With over 15 years’ experience in international development and sustainability, Ward comes to WCF after designing numerous successful landscape programs across the coffee, cocoa, and forests sectors throughout Africa and Latin America. Well-versed in cross-sector collaboration and direct engagement with partner organizations, and having spent a substantial amount of time with cocoa and coffee farmers across multiple origins, she brings a unique skill set that will aid WCF as it continues to deliver its vision and mission in the world of cocoa sustainability.

Prior to joining the World Cocoa Foundation, Ward was a senior manager of institutional relations at the Rainforest Alliance, where she had the overall responsibility for the organization’s relationships, program design and development, and resource mobilization from and with European Governments and multilaterals such as the Global Environment Facility (GEF). She has previously worked at Twin & Twin Trading, leading programs and partnerships with coffee sector stakeholders across East Africa and Latin America, and the U.K. Department for Energy and Climate Change as the Head of Fuel Poverty Targeting as a Senior Policy Advisor. She has lived in West, East, and Southern Africa, with experience in South Asia and Latin America.

“I am honored to be joining the World Cocoa Foundation at such a critical time for the cocoa sector. I firmly believe that sustainability solutions need to be more rapidly realized, and this can only be achieved through sector-wide collaboration and holistic approaches. Furthermore, the realities of smallholder families, and the economic, social, and environmental pressures they face must be taken into account.
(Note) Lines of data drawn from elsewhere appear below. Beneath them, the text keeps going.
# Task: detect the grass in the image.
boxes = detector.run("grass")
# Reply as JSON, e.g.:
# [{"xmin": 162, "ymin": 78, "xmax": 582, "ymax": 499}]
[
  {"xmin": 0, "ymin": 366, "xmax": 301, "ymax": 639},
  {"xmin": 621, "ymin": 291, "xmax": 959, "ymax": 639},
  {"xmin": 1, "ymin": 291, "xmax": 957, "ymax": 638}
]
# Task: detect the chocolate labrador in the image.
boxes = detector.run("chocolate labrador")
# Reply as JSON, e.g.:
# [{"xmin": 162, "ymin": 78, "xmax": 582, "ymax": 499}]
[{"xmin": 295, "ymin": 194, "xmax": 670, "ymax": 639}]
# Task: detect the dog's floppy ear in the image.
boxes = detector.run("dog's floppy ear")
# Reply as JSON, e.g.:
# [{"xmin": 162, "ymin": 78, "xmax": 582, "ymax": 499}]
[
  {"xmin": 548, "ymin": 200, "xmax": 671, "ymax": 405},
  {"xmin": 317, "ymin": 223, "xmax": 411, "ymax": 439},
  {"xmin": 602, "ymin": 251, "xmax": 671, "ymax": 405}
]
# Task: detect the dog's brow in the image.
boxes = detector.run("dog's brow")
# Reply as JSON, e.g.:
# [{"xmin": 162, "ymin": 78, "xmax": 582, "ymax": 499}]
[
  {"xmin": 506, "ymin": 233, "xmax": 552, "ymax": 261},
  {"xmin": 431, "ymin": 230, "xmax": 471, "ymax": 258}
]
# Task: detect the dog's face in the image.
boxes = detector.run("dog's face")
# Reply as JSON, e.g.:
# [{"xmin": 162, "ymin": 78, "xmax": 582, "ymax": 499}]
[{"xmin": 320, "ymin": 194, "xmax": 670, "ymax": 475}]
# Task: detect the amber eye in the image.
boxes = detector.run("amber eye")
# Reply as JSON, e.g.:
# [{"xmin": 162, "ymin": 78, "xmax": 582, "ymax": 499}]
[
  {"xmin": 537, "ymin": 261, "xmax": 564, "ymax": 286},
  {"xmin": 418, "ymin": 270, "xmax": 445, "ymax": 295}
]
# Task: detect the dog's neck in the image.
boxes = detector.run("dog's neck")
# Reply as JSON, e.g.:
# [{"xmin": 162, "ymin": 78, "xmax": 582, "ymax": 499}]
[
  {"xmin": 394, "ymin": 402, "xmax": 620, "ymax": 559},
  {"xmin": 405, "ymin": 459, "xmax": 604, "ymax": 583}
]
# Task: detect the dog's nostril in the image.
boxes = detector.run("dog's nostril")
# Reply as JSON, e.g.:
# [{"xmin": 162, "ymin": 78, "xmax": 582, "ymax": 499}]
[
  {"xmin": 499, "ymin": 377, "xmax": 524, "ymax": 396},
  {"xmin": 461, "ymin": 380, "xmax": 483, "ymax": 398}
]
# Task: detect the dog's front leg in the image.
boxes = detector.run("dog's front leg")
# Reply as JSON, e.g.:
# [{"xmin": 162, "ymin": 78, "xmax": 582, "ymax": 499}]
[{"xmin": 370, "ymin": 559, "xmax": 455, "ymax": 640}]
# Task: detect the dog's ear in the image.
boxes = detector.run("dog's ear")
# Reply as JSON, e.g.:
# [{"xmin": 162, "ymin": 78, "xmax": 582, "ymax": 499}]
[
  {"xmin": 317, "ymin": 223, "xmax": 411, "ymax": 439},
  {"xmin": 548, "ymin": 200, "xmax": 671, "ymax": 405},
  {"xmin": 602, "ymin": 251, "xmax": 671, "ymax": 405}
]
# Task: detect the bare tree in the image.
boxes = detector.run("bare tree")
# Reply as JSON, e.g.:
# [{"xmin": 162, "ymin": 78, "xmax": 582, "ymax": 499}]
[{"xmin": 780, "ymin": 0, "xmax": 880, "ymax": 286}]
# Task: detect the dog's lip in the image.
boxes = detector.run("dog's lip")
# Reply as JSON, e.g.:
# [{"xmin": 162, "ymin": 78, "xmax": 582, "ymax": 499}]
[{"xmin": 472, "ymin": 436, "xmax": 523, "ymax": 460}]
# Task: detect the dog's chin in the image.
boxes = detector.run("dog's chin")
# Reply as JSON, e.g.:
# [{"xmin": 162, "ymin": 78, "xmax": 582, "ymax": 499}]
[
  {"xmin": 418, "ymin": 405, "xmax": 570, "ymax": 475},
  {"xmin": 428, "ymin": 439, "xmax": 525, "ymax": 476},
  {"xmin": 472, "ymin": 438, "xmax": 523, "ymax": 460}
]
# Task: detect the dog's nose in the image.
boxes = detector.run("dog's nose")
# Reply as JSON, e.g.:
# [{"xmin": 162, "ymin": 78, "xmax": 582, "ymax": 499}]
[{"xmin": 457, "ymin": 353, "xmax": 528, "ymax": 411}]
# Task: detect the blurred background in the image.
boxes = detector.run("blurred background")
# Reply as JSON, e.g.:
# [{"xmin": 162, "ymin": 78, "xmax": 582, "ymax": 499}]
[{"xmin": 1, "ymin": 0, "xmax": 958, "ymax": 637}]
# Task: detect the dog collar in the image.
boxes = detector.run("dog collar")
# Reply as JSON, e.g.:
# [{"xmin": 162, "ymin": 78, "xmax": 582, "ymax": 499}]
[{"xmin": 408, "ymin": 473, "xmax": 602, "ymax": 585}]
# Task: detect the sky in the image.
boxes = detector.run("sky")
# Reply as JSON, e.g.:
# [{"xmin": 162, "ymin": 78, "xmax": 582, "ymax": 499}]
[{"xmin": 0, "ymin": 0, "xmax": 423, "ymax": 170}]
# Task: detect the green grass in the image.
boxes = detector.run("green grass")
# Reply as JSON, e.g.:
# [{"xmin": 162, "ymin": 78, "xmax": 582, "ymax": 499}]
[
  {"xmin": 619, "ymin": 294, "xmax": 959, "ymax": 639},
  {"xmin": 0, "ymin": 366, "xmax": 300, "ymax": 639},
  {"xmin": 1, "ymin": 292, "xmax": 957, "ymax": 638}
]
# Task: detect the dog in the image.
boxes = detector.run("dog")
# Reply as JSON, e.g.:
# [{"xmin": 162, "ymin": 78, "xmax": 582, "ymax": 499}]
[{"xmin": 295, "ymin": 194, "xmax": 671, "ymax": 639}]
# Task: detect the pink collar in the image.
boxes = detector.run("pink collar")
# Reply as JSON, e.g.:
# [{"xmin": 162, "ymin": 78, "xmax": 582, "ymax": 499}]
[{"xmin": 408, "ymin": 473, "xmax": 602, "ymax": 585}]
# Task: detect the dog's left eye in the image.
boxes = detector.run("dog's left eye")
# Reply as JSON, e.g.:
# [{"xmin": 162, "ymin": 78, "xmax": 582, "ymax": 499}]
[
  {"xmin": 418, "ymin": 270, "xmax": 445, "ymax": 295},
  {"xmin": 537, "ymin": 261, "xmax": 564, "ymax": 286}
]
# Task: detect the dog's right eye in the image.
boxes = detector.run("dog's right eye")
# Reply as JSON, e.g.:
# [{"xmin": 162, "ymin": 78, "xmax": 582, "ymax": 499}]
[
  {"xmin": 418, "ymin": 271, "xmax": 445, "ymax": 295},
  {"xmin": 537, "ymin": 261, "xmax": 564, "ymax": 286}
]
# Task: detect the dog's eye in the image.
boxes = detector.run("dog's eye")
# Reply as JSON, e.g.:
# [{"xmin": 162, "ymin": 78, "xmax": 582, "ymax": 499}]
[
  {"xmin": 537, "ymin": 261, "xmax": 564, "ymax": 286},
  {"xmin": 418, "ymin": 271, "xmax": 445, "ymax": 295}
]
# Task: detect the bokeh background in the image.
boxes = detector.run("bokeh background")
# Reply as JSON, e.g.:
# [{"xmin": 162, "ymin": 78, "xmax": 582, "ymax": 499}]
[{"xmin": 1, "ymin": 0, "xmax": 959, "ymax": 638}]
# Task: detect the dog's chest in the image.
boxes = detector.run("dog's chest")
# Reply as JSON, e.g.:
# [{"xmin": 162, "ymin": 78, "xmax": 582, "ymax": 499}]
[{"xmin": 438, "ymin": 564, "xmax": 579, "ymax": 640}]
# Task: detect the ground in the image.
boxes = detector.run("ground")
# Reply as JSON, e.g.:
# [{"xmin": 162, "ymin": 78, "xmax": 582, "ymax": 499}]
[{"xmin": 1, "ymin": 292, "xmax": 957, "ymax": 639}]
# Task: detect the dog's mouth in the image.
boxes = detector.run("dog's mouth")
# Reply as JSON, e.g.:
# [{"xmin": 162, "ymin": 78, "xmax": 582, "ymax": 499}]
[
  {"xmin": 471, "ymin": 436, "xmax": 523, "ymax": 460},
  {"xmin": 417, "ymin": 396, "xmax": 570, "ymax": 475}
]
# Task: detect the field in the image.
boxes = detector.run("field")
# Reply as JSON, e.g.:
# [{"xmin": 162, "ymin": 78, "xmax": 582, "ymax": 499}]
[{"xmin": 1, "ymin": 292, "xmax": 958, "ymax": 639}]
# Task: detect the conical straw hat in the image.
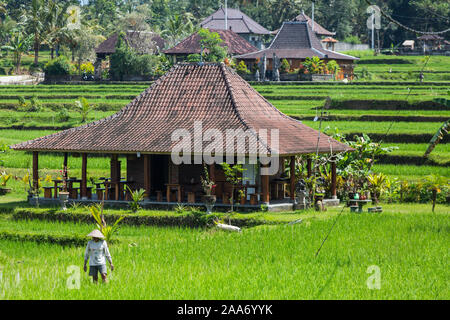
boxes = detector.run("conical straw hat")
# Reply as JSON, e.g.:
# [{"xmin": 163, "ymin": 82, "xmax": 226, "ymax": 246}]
[{"xmin": 87, "ymin": 229, "xmax": 105, "ymax": 239}]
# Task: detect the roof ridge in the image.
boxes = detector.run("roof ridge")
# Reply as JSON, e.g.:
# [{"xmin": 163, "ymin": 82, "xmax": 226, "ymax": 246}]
[
  {"xmin": 268, "ymin": 22, "xmax": 286, "ymax": 49},
  {"xmin": 10, "ymin": 64, "xmax": 180, "ymax": 151},
  {"xmin": 220, "ymin": 64, "xmax": 271, "ymax": 154}
]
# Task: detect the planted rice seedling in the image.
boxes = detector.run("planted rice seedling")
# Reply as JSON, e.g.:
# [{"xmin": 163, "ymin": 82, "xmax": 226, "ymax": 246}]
[{"xmin": 0, "ymin": 204, "xmax": 448, "ymax": 299}]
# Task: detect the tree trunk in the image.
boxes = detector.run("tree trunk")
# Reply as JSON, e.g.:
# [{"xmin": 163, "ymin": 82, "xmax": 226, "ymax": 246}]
[
  {"xmin": 34, "ymin": 35, "xmax": 39, "ymax": 65},
  {"xmin": 432, "ymin": 190, "xmax": 437, "ymax": 213},
  {"xmin": 50, "ymin": 48, "xmax": 54, "ymax": 60}
]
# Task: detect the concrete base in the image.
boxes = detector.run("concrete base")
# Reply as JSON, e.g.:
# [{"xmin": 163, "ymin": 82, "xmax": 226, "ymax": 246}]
[
  {"xmin": 323, "ymin": 198, "xmax": 340, "ymax": 207},
  {"xmin": 267, "ymin": 202, "xmax": 294, "ymax": 212}
]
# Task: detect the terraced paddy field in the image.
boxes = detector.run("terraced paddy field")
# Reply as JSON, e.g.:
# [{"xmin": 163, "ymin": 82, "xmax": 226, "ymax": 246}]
[{"xmin": 0, "ymin": 78, "xmax": 448, "ymax": 179}]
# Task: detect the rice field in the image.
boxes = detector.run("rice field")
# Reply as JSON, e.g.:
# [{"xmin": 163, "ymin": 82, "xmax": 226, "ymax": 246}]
[{"xmin": 0, "ymin": 203, "xmax": 448, "ymax": 300}]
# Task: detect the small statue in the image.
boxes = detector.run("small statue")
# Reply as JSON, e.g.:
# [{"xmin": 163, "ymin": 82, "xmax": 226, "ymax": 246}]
[
  {"xmin": 258, "ymin": 53, "xmax": 266, "ymax": 81},
  {"xmin": 272, "ymin": 53, "xmax": 280, "ymax": 81},
  {"xmin": 255, "ymin": 69, "xmax": 260, "ymax": 82}
]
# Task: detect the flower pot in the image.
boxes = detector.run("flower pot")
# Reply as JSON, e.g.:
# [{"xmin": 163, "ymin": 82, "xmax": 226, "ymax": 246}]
[
  {"xmin": 202, "ymin": 195, "xmax": 216, "ymax": 215},
  {"xmin": 240, "ymin": 197, "xmax": 246, "ymax": 205},
  {"xmin": 59, "ymin": 191, "xmax": 70, "ymax": 211}
]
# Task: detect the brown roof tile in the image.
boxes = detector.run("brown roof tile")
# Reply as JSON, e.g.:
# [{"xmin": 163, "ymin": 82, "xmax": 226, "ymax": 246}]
[
  {"xmin": 163, "ymin": 29, "xmax": 258, "ymax": 56},
  {"xmin": 200, "ymin": 8, "xmax": 271, "ymax": 35},
  {"xmin": 11, "ymin": 63, "xmax": 351, "ymax": 156},
  {"xmin": 294, "ymin": 12, "xmax": 336, "ymax": 36},
  {"xmin": 235, "ymin": 22, "xmax": 358, "ymax": 61}
]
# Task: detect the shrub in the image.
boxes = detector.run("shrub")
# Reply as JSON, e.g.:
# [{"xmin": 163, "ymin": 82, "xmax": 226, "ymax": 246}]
[
  {"xmin": 132, "ymin": 54, "xmax": 161, "ymax": 78},
  {"xmin": 80, "ymin": 62, "xmax": 94, "ymax": 76},
  {"xmin": 187, "ymin": 54, "xmax": 201, "ymax": 62},
  {"xmin": 127, "ymin": 187, "xmax": 145, "ymax": 213},
  {"xmin": 302, "ymin": 56, "xmax": 325, "ymax": 74},
  {"xmin": 236, "ymin": 61, "xmax": 249, "ymax": 74},
  {"xmin": 44, "ymin": 56, "xmax": 71, "ymax": 76},
  {"xmin": 343, "ymin": 35, "xmax": 362, "ymax": 44},
  {"xmin": 56, "ymin": 107, "xmax": 70, "ymax": 122},
  {"xmin": 280, "ymin": 59, "xmax": 290, "ymax": 73},
  {"xmin": 28, "ymin": 95, "xmax": 42, "ymax": 112}
]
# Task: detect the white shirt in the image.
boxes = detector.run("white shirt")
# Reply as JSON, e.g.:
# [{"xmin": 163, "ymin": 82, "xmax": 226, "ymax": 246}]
[{"xmin": 84, "ymin": 240, "xmax": 112, "ymax": 266}]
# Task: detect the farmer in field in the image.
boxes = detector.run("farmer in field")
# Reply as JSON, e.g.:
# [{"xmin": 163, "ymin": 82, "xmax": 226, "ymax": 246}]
[{"xmin": 83, "ymin": 229, "xmax": 114, "ymax": 283}]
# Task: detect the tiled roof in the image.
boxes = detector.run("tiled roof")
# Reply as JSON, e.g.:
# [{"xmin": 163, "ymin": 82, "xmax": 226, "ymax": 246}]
[
  {"xmin": 234, "ymin": 22, "xmax": 358, "ymax": 61},
  {"xmin": 163, "ymin": 29, "xmax": 258, "ymax": 56},
  {"xmin": 95, "ymin": 31, "xmax": 166, "ymax": 55},
  {"xmin": 417, "ymin": 34, "xmax": 444, "ymax": 41},
  {"xmin": 200, "ymin": 7, "xmax": 271, "ymax": 35},
  {"xmin": 11, "ymin": 63, "xmax": 351, "ymax": 156},
  {"xmin": 294, "ymin": 12, "xmax": 336, "ymax": 36}
]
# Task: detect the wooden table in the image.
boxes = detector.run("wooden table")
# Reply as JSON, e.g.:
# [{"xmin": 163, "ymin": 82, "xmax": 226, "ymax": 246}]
[
  {"xmin": 166, "ymin": 184, "xmax": 182, "ymax": 203},
  {"xmin": 104, "ymin": 180, "xmax": 130, "ymax": 201},
  {"xmin": 348, "ymin": 199, "xmax": 372, "ymax": 213},
  {"xmin": 270, "ymin": 180, "xmax": 288, "ymax": 200},
  {"xmin": 67, "ymin": 178, "xmax": 82, "ymax": 199}
]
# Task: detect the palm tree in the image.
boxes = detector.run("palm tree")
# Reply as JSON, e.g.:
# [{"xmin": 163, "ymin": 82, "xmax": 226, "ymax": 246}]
[
  {"xmin": 44, "ymin": 1, "xmax": 67, "ymax": 59},
  {"xmin": 20, "ymin": 0, "xmax": 48, "ymax": 65},
  {"xmin": 161, "ymin": 14, "xmax": 194, "ymax": 47},
  {"xmin": 1, "ymin": 30, "xmax": 33, "ymax": 74},
  {"xmin": 0, "ymin": 1, "xmax": 6, "ymax": 16}
]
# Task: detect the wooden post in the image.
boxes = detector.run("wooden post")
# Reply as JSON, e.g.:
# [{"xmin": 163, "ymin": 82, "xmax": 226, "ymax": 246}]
[
  {"xmin": 81, "ymin": 153, "xmax": 87, "ymax": 199},
  {"xmin": 63, "ymin": 152, "xmax": 68, "ymax": 192},
  {"xmin": 110, "ymin": 154, "xmax": 119, "ymax": 182},
  {"xmin": 32, "ymin": 151, "xmax": 39, "ymax": 194},
  {"xmin": 290, "ymin": 156, "xmax": 295, "ymax": 201},
  {"xmin": 331, "ymin": 158, "xmax": 337, "ymax": 199},
  {"xmin": 209, "ymin": 163, "xmax": 215, "ymax": 195},
  {"xmin": 261, "ymin": 164, "xmax": 270, "ymax": 204},
  {"xmin": 307, "ymin": 157, "xmax": 312, "ymax": 177},
  {"xmin": 144, "ymin": 154, "xmax": 151, "ymax": 199}
]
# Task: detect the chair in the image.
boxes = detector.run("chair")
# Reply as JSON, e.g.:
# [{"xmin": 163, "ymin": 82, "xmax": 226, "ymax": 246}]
[
  {"xmin": 69, "ymin": 187, "xmax": 79, "ymax": 199},
  {"xmin": 187, "ymin": 192, "xmax": 196, "ymax": 203},
  {"xmin": 96, "ymin": 188, "xmax": 105, "ymax": 200},
  {"xmin": 43, "ymin": 187, "xmax": 53, "ymax": 199}
]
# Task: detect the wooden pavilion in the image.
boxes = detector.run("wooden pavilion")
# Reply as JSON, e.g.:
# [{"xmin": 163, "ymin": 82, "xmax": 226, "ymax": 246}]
[
  {"xmin": 11, "ymin": 63, "xmax": 351, "ymax": 210},
  {"xmin": 235, "ymin": 21, "xmax": 358, "ymax": 80}
]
I am excited to leverage my experience working closely with both public and private partners, and on landscape-level and multi-country programs to ensure that environmental preservation goes hand in hand with better economic returns for farmers," says Ward on her WCF appointment.

Ward holds a Masters in International Development: Social Policy and Social Development and a Bachelor of Arts in Geography from Manchester University.